The broadcaster said Grylls carried out his own stunts and did place himself in perilous situations, "though he does so within clearly-observed health and safety guidelines required on productions of this kind".
"However, we take any allegations of misleading our audiences seriously and will be looking into this further with Diverse over the next few days."
The series was originally made for the Discovery Channel in the US and was acquired for UK transmission by Channel 4.
Diverse Productions declined to elaborate on Channel 4's statement, while Grylls's agent was unavailable for comment.
Posted by Jessica at 6:47 PM 3 comments
Labels: bear grylls, reality tv, survival
Monday, July 23, 2007
Cashcrate...I think it really works!
OK, so I'm VERY skeptical when it comes to completing offers and making money sites. But I just joined Cashcrate yesterday and they were totally different than other websites. In two days I've made $21.00 by filling out offers. That's not bad considering it only took a couple hours of my time. I know I could make a lot more just from reading their forum and hearing about how much others have made.
It was really simple to figure out, almost too easy. For starters I would recommend that you use an email address that you don't really care about. A junk email address that can be used for filling out these offers. Then go join Cashcrate for free and find offers you want to fill out with no cost to you whatsoever. You can sort which offers you want to do by rating, payouts, etc. They have tons to chose from that will pay you anywhere from $1.00 to even more. Some are worth a few cents but over time it really adds up. It just depends how much time and effort you want to put in.
You can also make money for free by getting referrals. When readers sign up you can make $3.00 per a referral. Also every time you fill out an offer from Cashcrate you get points. The points add up and can get you free gift cards from Amazon, Starbucks, and more.
I mean I'm seriously skeptical of sites like these and have never really bothered with them but Cashcrate just seems different. Just from reading their forum and reading the posts from people who have received their checks is enough proof for me.

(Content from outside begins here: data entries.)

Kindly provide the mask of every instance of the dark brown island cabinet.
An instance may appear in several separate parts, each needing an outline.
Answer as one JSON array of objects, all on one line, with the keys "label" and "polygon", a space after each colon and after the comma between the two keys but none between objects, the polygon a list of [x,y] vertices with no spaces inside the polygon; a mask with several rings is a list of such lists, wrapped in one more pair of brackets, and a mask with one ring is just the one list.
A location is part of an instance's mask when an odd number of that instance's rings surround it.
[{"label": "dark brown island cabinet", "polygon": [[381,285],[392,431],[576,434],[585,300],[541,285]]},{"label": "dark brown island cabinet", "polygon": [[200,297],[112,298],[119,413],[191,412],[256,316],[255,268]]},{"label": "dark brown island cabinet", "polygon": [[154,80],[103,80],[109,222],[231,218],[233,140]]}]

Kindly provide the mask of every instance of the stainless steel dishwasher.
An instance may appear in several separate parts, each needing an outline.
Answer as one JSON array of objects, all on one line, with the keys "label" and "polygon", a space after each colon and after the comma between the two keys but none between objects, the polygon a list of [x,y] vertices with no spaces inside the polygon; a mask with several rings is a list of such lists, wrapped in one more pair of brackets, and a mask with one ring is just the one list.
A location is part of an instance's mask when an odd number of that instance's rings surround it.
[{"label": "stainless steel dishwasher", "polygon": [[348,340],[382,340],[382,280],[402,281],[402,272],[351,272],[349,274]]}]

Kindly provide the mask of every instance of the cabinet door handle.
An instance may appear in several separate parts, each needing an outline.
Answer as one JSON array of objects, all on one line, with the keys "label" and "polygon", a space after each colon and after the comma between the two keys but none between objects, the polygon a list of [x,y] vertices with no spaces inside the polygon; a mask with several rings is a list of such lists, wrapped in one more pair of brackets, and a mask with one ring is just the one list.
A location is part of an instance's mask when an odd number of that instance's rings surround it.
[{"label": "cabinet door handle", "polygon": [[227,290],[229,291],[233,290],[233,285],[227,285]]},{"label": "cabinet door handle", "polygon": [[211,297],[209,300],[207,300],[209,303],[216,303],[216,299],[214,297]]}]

I guess the only downfall of Cashcrate is the repetitiveness of filling out your info but to make money doing these offers is worth it to me. Just go to their website and read about it. I'll keep you all posted with how I'm doing and I'll let everybody know when I receive my first check.
Has anybody else had any dealings with them? I'm curious to find out. Let me know :)
Posted by Jessica at 5:00 PM 4 comments
Sunday, July 22, 2007
Love her or hate her?
Paris Hilton told CNN's Larry King she would never again drink and drive and that her time in jail was "a time-out in life."
Please, she couldn't care less. Is that why she was out partying it up the next day? Get over yourself Paris Hilton. There are more important things in the world. I can't believe I even wasted my time on this blog about her. But I wanted to post this hilarious link from YTMND called Paris Hilton Doesn't Change Facial Expressions. I gotta say its pretty damn accurate...lol.